In questa fotografia di Ghirri del 1977 l’inquadratura seleziona una parte dello spazio: lo scorcio con una finta vetta alpina, attraversata in cima da una donna che voltandosi guarda l’orizzonte non visibile dal fotografo. Come non è dato sapere dove vada l’attenzione del soggetto rappresentato, così la fotografia non può raffigurare l’esperienza di chi la realizza, ma solo la modalità con cui osserva porzioni di ambiente. Nell’immagine della sigla televisiva del 1978, l’inquadratura tende invece ad essere onnicomprensiva, la totalità della piazza viene occupata dalla soubrette che, allargando le braccia verso il pubblico, amplifica il significato di totalità rappresentabile dal mezzo televisivo. In questo caso l’immagine virtuale sostituisce il reale, perché il pubblico viene persuaso che attraverso questa nulla può sfuggirgli, quando l’esperienza diretta appare carente.

Il progetto su Italia in miniatura prosegue per Ghirri negli anni Ottanta con la produzione di negativi in medio formato di 6X7 cm. Dell’intero corpus di 220 fotografie quelle stampate dall’autore dal 1978 al 1989, in occasione di mostre e pubblicazioni, sono circa novanta. Le stampe esposte sono tutte coeve a Ghirri, ad eccezione di due edizioni contemporanee; la qualità modesta delle stampe vintage solleva il problema della conservazione come sottolineato in un convegno del 2013 da Arturo Carlo Quintavalle, che richiedeva la scansione digitale di tutti i negativi, per averne stampe di qualità e non dover manipolare i negativi analogici originali danneggiandoli6.

L’esposizione presso Palazzo dei Musei mette in relazione la serie di Ghirri con il materiale preparatorio prodotto da Ivo Rambaldi, i quali con chiara evidenza mantengono due approcci alla fotografia opposti e divergenti: «mentre Ghirri se ne serve come dispositivo per mettere in discussione il nostro rapporto con la realtà, Rambaldi la utilizza come strumento di lavoro. Allo sguardo consapevole di Ghirri, interessato proprio agli aspetti problematici sollevati dal mezzo, fa da contrappunto l’approccio “ingenuo”, ma comunque autentico, di Rambaldi, che vede nell’istantanea la garanzia di una fedele registrazione della realtà», come indicato nelle tavole dell’allestimento.
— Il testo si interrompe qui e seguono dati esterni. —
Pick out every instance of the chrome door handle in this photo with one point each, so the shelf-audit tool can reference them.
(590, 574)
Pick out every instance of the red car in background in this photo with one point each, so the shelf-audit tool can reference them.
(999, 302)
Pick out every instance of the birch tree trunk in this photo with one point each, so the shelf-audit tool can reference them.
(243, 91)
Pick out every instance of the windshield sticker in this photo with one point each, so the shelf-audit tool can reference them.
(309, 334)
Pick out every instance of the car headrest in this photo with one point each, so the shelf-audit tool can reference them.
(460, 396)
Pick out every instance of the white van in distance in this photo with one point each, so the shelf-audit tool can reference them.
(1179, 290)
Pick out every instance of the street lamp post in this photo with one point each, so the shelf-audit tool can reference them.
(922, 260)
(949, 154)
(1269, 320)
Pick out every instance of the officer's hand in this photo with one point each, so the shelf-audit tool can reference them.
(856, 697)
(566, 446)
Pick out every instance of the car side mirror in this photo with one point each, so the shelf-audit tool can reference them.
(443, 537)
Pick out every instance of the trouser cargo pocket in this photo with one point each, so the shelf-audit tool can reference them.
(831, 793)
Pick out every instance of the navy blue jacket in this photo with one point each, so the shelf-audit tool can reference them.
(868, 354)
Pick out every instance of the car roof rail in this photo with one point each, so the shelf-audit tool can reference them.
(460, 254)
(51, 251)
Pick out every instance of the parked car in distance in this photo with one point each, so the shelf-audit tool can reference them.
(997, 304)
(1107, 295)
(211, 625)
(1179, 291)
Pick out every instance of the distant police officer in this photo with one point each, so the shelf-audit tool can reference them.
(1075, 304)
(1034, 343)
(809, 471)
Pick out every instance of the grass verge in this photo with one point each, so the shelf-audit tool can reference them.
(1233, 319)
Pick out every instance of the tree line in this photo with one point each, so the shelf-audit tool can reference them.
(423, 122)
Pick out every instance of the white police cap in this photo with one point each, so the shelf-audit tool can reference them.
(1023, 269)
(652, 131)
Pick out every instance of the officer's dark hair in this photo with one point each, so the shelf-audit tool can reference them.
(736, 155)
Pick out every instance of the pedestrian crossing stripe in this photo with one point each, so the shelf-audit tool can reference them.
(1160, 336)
Per instaurare invece un confronto con l’ampia portata della lezione di Ghirri la mostra espone gli esiti di un workshop tenutosi nel 2019 da Matteo Guidi e Joan Fontcuberta con gli studenti dell’ISIA di Urbino. I lavori prodotti indagano le modalità di ricezione visiva dell’ambiente urbano, attraverso dei sopraluoghi fotografici preso il parco Italia in miniatura, che negli anni si è esteso con maggior apporto tecnologico, rispetto agli anni Settanta e Ottanta di Ghirri.  L’idea di fotografia restituita dal workshop è quella di un medium sempre più integrato con le tecnologie grafiche e visive, perché le procedure fotografiche, di fronte alle quantità crescenti di dati da gestire, hanno dovuto abbandonare la separazione delle competenze tipica della produzione analogica.

1 Vanni Codeluppi, Vita di Luigi Ghirri. Roma, Carocci editore, pag. 43

 

2 In scala diversa, Luigi Ghirri, Italia in miniatura e nuove prospettive. Reggio Emilia, Palazzo dei Musei, dal 29 aprile 2022 all’ 8 gennaio 2023

 

3 Luigi Ghirri, In scala. 1977-1978. In Niente di antico sotto il sole. Scritti e interviste 1973 -1991. Introduzione di Francesco Zanot. Quodlibet, 2021. Pag. 59-60

 

4 Luigi Ghirri, Kodachrome, 1970-1978. in Niente di antico sotto il sole; pag. 35

 

5 Ennery Taramelli, Memoria come infanzia. Il pensiero narrante di Luigi Ghirri. Parma, Edizioni Diabasis. 2017; pag 125.

6 Carlo Arturo Quintavalle, intervento al “Ghirri Research Project 2013-2015” https://www.youtube.com/watch?v=hjs_q0gOOFU

DAVIDE TATTI  – Nato in  Sardegna, ha completato la formazione a Milano. A partire dal disegno industriale, si è indirizzato verso la grafica editoriale e fotografia, preferendo progetti di ambito culturale.